Returning to school, Mary Ann was expected to be a spokeswoman for campus unrest, but she had little understanding of the country's turbulent politics. She was condemned by Florida Gov. Claude Kirk as a communist and was reviled by schoolmates. She received thousands of pieces of hate mail.

Later Ms. Vecchio was arrested for petty crimes and prostitution. She told Geraldo Rivera about her unsavory career on "Goodnight, America."

The picture, she would contend, wrecked her life. Ms. Vecchio disappeared, only to be unearthed by the media on Kent State anniversaries.

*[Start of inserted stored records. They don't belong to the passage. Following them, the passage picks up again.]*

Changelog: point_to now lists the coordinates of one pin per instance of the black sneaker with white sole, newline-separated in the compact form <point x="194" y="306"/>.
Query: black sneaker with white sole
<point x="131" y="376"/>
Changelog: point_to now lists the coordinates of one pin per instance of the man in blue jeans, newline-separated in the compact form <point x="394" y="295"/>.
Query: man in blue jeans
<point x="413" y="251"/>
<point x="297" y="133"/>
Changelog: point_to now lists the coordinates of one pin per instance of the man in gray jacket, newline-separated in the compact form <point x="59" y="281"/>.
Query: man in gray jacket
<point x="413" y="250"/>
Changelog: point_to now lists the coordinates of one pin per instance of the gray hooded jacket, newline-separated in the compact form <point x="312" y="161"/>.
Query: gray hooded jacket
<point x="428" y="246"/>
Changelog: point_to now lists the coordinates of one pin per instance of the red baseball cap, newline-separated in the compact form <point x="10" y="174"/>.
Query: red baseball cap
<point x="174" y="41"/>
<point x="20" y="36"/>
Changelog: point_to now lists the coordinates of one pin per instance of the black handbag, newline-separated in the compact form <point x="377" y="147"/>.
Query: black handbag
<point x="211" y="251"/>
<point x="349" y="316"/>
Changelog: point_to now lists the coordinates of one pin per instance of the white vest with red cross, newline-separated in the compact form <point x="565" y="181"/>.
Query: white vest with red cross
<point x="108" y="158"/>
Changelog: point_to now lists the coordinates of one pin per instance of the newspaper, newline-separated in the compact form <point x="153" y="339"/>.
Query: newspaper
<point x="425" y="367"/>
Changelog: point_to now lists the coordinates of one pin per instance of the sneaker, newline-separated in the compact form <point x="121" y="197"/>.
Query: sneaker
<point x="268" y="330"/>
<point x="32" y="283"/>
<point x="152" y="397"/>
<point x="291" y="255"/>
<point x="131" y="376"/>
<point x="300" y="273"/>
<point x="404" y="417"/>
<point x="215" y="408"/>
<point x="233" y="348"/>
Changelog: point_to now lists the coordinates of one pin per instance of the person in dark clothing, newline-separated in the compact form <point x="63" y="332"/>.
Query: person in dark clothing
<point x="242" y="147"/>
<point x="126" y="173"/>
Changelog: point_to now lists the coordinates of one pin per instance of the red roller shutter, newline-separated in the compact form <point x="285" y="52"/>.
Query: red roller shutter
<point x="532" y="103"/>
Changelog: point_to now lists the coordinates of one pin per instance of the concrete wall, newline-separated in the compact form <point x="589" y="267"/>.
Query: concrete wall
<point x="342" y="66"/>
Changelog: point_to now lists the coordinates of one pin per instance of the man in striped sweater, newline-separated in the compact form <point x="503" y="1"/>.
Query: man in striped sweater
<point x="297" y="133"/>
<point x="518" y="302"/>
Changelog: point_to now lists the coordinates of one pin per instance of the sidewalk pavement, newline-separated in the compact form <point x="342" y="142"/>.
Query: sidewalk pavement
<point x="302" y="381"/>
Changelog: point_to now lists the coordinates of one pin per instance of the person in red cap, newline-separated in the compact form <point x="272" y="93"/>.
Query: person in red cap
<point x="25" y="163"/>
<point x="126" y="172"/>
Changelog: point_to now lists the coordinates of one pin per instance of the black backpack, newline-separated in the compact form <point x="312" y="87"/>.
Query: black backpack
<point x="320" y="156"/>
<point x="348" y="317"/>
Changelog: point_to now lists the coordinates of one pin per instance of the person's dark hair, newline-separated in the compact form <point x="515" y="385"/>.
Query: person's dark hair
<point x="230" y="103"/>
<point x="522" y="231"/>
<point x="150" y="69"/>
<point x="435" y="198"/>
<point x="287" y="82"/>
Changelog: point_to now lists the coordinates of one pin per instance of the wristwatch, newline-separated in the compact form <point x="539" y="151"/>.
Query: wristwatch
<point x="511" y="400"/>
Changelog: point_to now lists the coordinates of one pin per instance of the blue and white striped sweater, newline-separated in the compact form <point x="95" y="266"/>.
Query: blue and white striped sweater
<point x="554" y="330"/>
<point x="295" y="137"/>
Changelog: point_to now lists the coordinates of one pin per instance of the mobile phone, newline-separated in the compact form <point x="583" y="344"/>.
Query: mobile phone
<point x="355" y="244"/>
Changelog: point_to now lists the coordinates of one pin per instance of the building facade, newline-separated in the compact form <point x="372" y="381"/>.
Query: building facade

She married Joe Gillum, a plumbing contractor, in 1979, and her life settled down. Not long before the Kent State memorial was dedicated, she told a newspaper, "Big deal. It has nothing to do with my life."

But when she returned to Kent State last year with her husband, she found the spot where Jeffrey Miller fell, and she cried.

John Filo won't be going to Kent State this week, even though he was invited to speak, as he has agreed to do on past anniversaries.

"I never felt like the university could admit to itself that it let this thing go on," he says. "They could never admit to their own mistakes, and they never understood in a sense what a tragic loss it was." Nor does the university comprehend its "place in American history and the anti-war movement."

As he sped out of the state that day in 1970, Mr. Filo kept an eye on the rear view mirror of his Volkswagen: "I was very paranoid," he says. He didn't stop driving until he reached the Pennsylvania border. And he wasn't even sure of what--if anything--he'd captured on film.

"I remembered seeing all these great images, but I didn't remember taking pictures of them."

Later in his first job as a professional photographer, Mr. Filo realized that he had responded to the drama automatically and had clicked away "without thinking about it" under fire.

He drove to the Valley Daily News in Tarentum, Pa., where he had worked summers, and developed his film. Soon, the haunting image of Mary Ann, with arms outstretched, was seen around the world.

Career was assured

Like Ms. Vecchio, Mr. Filo had to contend with insensitive entrepreneurs seeking commercial gain from his photograph. He endured insomnia, mood swings and testified at the trial of eight of the National Guardsmen, who were acquitted. When he won the Pulitzer, his career was assured.

He worked for Associated Press in Chicago, and went on to the Philadelphia Inquirer. From there, he went to the Evening Sun, Sports Illustrated and the Camden Courier-Post in New Jersey before joining Newsweek.

Living outside Princeton, N.J., where he and his wife are expecting their second daughter, Mr. Filo still has to contend with being "the guy who took the Kent State photo."

Despite the conferences, the ceremonies, the memorials, Kent State was "an experience that no one there will ever forget or will ever put behind," Mr. Filo says.

He adds that he and Ms. Vecchio "are forever trapped in amber. She, because she was in it. I because I took it. There is no use even trying to escape it. It's part of our being."